Granted, games are interactive, but have you ever considered that shooting a virtual animal will have much less consequence than shooting a virtual person? That is a true crisis, that you would devalue life of humans to the extent where we are down to being able to kill each other, but not animals?


Are the fish in this game actively trying to kill you? Are they attacking and trying to your harm your character? Are the enemies doing that?
That's the difference between killing animals and people in games. In video games like Uncharted the people you kill are, for lack of a better term, bad guys. They are aggressive, mean and they are doing their best to kill you. That gives you the right to kill hem back. But what would the fish be doing to you to deserve death?
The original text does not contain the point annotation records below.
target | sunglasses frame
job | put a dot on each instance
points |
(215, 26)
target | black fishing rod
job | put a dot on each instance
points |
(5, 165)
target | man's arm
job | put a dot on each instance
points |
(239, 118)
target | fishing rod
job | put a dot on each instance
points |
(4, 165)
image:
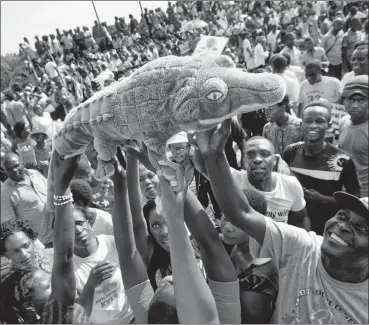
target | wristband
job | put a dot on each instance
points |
(63, 197)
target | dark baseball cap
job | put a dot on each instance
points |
(351, 202)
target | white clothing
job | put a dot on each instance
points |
(103, 224)
(346, 78)
(272, 40)
(260, 55)
(249, 58)
(51, 69)
(298, 71)
(328, 88)
(110, 304)
(333, 44)
(292, 75)
(45, 121)
(293, 87)
(294, 54)
(307, 293)
(287, 195)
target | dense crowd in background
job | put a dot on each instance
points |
(274, 225)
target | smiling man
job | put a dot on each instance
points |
(283, 193)
(354, 127)
(321, 168)
(322, 280)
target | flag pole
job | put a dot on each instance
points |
(97, 16)
(143, 16)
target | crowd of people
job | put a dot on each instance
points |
(272, 222)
Nothing - it would simply be sadistic animal cruelty to kill them.
on May 13, 2008

Yes, but then when you sneak up on a guy and kill him, is it the same?

If you play a game with the intent of killing people, and you know it's why the game is bought, but the enemies may not be attacking you first. In almost any game you can kill a civilian as well as an opponent.

Animals are a part of the environment, sure, and do not need to be killed, but if you're putting players in a bloody kill-fest anyways, does it matter? I've played the demo for Uncharted, and the human opponents seemed to me to be dehumanized to the point where they are killable and animals are not. It is a case of political correctness. Nobody's gonna take up animal abuse because a game lets them shoot a darned fish, as well as dozens of people.